Populatiedynamica sternen en meeuwen: wankel
evenwicht tussen plaatstrouw en emigratie
Promotor: Prof. Dr. E. Kuijken
Begeleiding: Dr. E. W.M. Stienen (IN) en Dr. J. Van Waeyenberge
In het algemeen zijn sternen en meeuwen zeer plaatstrouw aan een eenmaal gebruikte
broedplaats. Zolang een broedgelegenheid geschikt blijft om succesvol jongen groot
te brengen (voldoende nesthabitat en voedsel in combinatie met een lage verstoringsen predatiedruk) zal deze gebruikt blijven worden. Ringgegevens tonen aan dat deze
soorten bovendien vaak tot broeden komen in de kolonie waar ze geboren zijn. Aan de
andere kant broeden deze soorten, en vooral sternen, in zeer dynamische milieus, die
gevoelig zijn voor overstroming en door voortschrijdende successievan de vegetatie in
de loop der jaren ongeschikt kunnen raken als broedgelegenheid. Recente gegevens
duiden erop dat de meeste sternensoorten ieder jaar opnieuw besluiten of een
broedplaats nog steeds geschikt is wat betreft het broedbiotoop en
voedselbeschikbaarheid. Gezien de lange levensduur van de meeste meeuwen- en
sternensoorten (tot meer dan 30 jaar), kunnen individuen het zich veroorloven om in
een slecht jaar gewoonweg het broeden over te slaan. Daarnaast wijzen nieuwe
gegevens uit Europese broedkolonies van Grote Sternen erop, dat een deel van de
vogels helemaal niet zo plaatstrouw is als altijd werd gedacht. Op Griend, de grootste
broedkolonie van Europa, bestaat een aanzienlijk deel van de populatie uit individuen
die afkomstig zijn van andere kolonies. Zo werden de afgelopen jaren op Griend veel
individuen aangetroffen die in Zeebrugge waren geringd als kuiken of als adult. Ook
in een kolonie in Denemarken bleek een belangrijk deel van de populatie afkomstig te
zijn van andere kolonies. Mogelijk is bij deze soort, maar ook bij andere sternen en
meeuwen, de mate van uitwisseling tussen kolonies veel groter dan altijd werd
aangenomen, waarbij emigratie en immigratie elkaar kunnen opheffen.
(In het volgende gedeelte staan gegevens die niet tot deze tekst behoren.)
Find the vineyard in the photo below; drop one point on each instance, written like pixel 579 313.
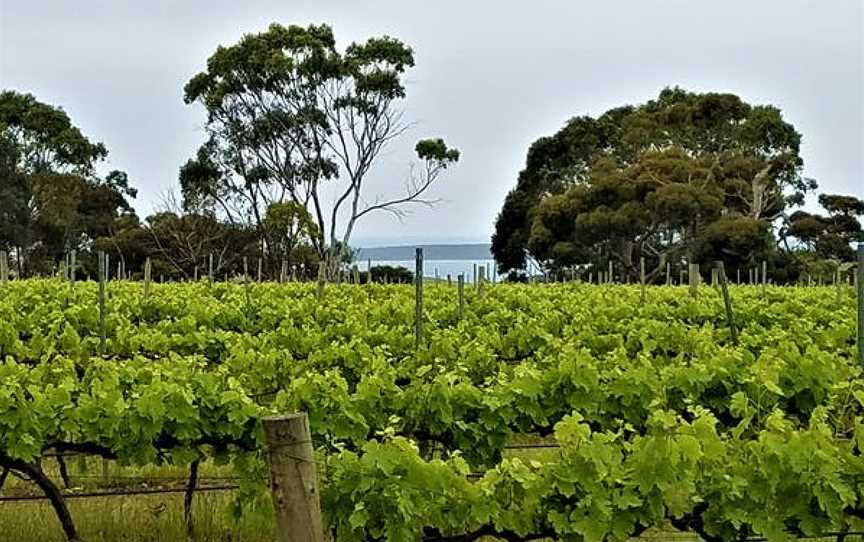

Het is evenwel
ook mogelijk, dat bepaalde kolonies als bron (sources) dienen voor andere kolonies
(sinks). Er zijn indicaties dat de kolonie in Zeebrugge voornamelijk gevormd wordt
door sternen afkomstig van andere kolonies, zoals het Nederlandse Deltagebied, en
slechts in geringe mate selfsupporting is. De voor Grote Sternen kenmerkende tweede
legpiek (i.e. een klein percentage van de broedpopulatie die veel later tot broeden
komt dan het overgrote merendeel), die vrijwel uitsluitend bestaat uit jonge
individuen (3-5 jaar oud) die voor het eerst tot broeden komen, ontbreekt geheel in
Zeebrugge. Dit duidt erop dat kuikens die in Zeebrugge zijn grootgebracht,
uiteindelijk niet in deze kolonie tot broeden komen, maar terechtkomen in sinkkolonies. Omdat in het verleden zeer intensief is geringd in de kolonie in Zeebrugge,
is het nu mogelijk om meer inzicht te krijgen in dergelijke populatiedynamische
aspecten. Door tijdens de baltsfase de unieke codenummers van geringde sternen af te
lezen met een telescoop en door het gericht vangen van geringde individuen wordt
inzicht verkregen in de samenstelling van de populatie. Op deze manier kan worden
onderzocht in welke mate de kolonie te Zeebrugge selfsupporting is, wat de mate van
immigratie is en wat de leeftijdsverdeling van de populatie is. Dit biedt tevens de
mogelijkheid om te onderzoeken of de groei tijdens de kuikenfase of het
uitvlieggewicht van kuikens van invloed is op de overlevingskansen na het uitvliegen
en te bepalen. Ook kan de conditie van adulte sternen worden bepaald en worden
vergeleken met andere Europese kolonies, om zo een indicatie te krijgen over de
voedselbeschikbaarheid rond Zeebrugge. Het Instituut voor Natuurbehoud beschikt
bovendien over een uitgebreide gegevensset van ring- en terugvangsten van Grote
Sternen op Griend en in Denemarken, die als vergelijkingsmateriaal kunnen dienen.
Ook zijn er de laatste jaren veel gegevens verzameld over de populatiedynamica van
Zilver- en Kleine Mantelmeeuwen. Met behulp van aanvullend onderzoek in de
broedkolonies te Zeebrugge kunnen populatiedynamische modellen worden gemaakt,
die een beter inzicht geven in de ontwikkeling van de broedpopulaties en een bijdrage
kunnen leveren tot het behoud van deze soorten.